Forexpros – Crude oil futures fell on Wednesday, shrugging off fears the Iran standoff may rekindle and reports China will stimulate its economy and focused on Spain, where deteriorating financial health sent the commodity dropping.
On the New York Mercantile Exchange, light, sweet crude futures for delivery in July traded at USD90.56 a barrel in Asian trading Wednesday, down 0.23%, off from a session high of USD90.95 and up from an earlier session low of USD90.51.
Spain is set to recapitalize its Bankia financial institution by EUR18 billion and may end up helping regional governments refinance their debts.
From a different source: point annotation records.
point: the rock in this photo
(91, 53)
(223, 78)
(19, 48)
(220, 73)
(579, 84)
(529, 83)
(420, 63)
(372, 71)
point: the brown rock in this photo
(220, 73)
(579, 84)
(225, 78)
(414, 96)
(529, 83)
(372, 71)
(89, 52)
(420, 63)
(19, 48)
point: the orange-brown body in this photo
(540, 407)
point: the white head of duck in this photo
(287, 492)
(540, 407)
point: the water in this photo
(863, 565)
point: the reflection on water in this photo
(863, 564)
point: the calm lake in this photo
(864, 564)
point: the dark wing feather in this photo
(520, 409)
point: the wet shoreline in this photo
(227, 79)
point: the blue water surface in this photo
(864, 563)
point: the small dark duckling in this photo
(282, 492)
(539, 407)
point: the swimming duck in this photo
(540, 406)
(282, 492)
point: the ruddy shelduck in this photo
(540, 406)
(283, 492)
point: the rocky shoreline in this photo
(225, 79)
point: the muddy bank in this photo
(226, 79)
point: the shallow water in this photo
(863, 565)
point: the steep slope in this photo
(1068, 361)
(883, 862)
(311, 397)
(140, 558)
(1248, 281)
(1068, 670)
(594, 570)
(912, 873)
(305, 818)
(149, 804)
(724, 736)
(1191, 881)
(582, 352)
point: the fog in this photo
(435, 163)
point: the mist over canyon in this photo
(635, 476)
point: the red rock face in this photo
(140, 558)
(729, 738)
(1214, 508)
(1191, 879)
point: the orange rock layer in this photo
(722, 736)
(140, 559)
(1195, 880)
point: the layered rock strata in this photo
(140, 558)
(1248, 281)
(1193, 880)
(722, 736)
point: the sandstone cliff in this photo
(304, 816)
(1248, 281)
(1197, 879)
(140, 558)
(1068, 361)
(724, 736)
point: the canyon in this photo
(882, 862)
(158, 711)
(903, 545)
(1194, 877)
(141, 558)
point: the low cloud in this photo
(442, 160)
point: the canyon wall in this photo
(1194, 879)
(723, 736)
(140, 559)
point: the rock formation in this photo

Fears the Spanish economy is running under increasing financial strain has rattled nerves in markets worldwide, fueling fears the Spanish economy, already deep into recession, may lag on European growth, which would crimp oil demand.
Talk that China will stimulate its economy to spur more growth failed to bring out enough bulls into the market as did distant but slightly growing concerns that the Iranian nuclear standoff could heat up anew.
Delegates from the U.S., U.K., China, France, and Russia and Germany recently concluded talks with Iranian officials to diffuse a standoff involving Iran’s nuclear plans, which ended largely with no progress.
The West has accused Iran of enriching uranium to build nuclear weapons, a charge Tehran denies, arguing its nuclear program serves the country’s energy needs.
While both sides made little progress, they did agree to return to the negotiating table in June.
On the ICE Futures Exchange, Brent oil futures for July delivery were down 0.37% and trading at USD106.34 a barrel, up USD15.78 from its U.S. counterpart.